Every horse’s mouth is a little different, too. If the rider is taking the inside rein and lifting across the neck to their opposite shoulder, no bit will work. At my clinics, I do run into a lot of problems with how bits and bridles are adjusted. We see bits that don’t fit or are on upside down or backwards. We see some tight curb chains that are really digging into the horse’s skin and creating a lot of discomfort.

Some horses absolutely do not like a solid mouthpiece, whereas other horses don’t respond as well to the snaffle bit variations. It goes back to getting to know your horse and selecting a bit that he’s comfortable and responsive in at that particular stage in his training.

Conditioning

When a horse is not properly conditioned, and you go out and make a hard run, the horse is more susceptible to injuries and soreness. Conditioning is critical to avoiding injuries, so whenever you are bringing a horse back from a long break or an injury, just be dedicated to taking the time to get them into good shape, and you’ll be way better off in the long run.

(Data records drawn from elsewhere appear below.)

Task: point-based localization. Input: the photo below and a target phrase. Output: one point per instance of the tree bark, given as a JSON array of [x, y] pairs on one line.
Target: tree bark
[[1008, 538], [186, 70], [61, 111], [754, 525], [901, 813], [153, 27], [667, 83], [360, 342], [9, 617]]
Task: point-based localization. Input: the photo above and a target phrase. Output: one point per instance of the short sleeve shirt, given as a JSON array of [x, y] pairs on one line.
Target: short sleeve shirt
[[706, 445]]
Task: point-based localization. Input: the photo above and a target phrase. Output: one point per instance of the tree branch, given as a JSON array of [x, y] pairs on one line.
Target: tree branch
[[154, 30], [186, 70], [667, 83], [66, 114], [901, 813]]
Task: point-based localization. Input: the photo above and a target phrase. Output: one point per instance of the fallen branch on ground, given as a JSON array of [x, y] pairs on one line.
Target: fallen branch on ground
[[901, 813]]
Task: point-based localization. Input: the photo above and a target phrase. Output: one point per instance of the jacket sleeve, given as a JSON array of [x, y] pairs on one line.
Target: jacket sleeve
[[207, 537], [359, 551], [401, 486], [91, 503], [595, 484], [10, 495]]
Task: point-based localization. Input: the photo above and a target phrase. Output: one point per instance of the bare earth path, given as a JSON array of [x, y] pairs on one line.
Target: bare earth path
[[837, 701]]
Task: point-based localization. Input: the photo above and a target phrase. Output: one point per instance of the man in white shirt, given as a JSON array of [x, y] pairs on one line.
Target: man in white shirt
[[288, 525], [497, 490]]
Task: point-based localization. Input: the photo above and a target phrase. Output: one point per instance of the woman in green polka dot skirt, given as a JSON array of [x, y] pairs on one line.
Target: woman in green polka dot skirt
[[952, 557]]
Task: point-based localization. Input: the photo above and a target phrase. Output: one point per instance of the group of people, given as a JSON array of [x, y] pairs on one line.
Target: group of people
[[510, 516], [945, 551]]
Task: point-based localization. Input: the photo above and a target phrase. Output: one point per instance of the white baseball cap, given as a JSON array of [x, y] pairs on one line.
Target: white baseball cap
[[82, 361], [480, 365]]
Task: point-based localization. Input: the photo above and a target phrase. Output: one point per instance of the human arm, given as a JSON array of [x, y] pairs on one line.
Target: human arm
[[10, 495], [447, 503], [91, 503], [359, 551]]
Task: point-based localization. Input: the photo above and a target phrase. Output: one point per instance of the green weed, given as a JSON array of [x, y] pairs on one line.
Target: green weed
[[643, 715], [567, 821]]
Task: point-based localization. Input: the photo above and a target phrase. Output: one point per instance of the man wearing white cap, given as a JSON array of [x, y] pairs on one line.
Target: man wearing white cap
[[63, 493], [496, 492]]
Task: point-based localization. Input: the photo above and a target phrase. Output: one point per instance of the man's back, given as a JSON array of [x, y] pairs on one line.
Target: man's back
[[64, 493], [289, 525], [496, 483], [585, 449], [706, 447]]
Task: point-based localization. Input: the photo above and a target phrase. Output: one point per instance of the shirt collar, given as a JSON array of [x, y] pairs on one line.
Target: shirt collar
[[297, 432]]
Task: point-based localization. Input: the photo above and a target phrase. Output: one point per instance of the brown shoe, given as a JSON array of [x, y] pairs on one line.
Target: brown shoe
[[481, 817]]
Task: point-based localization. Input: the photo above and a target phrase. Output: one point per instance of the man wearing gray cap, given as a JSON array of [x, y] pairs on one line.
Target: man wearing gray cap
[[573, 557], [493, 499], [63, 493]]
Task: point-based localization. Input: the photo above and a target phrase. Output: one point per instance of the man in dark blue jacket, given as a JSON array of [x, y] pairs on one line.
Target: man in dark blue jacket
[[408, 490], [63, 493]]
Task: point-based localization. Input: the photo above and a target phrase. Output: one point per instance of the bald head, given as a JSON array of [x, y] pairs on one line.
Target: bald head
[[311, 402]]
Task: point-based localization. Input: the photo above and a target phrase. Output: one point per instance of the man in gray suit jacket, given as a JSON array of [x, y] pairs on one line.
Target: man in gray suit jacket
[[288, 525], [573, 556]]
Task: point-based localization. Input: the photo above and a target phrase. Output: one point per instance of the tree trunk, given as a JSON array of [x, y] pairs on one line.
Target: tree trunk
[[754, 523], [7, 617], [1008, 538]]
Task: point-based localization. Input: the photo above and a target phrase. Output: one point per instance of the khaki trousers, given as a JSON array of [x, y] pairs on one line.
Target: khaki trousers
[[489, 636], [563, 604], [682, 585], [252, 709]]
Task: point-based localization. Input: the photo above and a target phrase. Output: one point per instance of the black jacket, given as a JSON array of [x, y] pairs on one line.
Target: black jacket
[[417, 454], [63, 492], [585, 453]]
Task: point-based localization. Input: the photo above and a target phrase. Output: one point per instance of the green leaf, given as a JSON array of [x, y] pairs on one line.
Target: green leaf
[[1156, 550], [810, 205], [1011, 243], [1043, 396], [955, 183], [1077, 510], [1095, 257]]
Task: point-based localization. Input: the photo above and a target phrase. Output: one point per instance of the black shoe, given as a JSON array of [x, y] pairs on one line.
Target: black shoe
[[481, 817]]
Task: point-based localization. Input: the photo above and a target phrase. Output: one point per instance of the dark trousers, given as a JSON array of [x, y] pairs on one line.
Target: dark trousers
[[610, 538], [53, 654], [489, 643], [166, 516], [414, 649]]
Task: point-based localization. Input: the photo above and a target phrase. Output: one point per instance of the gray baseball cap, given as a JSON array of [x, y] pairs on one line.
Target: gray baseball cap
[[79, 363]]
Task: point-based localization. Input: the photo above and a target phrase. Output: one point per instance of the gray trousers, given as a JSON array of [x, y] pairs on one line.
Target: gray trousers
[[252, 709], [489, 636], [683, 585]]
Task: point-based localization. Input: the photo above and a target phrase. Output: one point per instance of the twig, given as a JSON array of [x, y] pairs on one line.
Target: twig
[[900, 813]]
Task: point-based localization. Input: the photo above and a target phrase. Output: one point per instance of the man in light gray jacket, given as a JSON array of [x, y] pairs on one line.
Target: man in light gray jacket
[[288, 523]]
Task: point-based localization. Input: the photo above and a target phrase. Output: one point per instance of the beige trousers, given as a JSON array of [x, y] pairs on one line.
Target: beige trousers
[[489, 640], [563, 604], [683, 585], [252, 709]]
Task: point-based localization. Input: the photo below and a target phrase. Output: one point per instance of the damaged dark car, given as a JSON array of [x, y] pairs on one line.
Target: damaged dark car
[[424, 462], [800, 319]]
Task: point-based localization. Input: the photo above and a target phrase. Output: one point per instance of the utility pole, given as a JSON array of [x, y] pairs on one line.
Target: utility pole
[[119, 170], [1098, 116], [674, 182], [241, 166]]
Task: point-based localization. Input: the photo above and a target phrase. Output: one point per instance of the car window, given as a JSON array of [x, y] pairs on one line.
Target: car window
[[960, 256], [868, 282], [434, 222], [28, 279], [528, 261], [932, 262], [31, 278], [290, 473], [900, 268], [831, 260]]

When horses know that the physical effort they put forth is going to hurt them, they will quit putting forth that effort, so good conditioning and soundness go hand in hand and are absolutely key.

Summing Up

A lot of hours in the saddle, dedication and education are the keys to long-term success with you and your horse. Part of that education is knowing when your horse is sound and feeling good enough to work to its full potential. Being aware of the things I’ve addressed here will help when and if you run into difficulties and will help remedy the situation without inciting a harsh tuning session.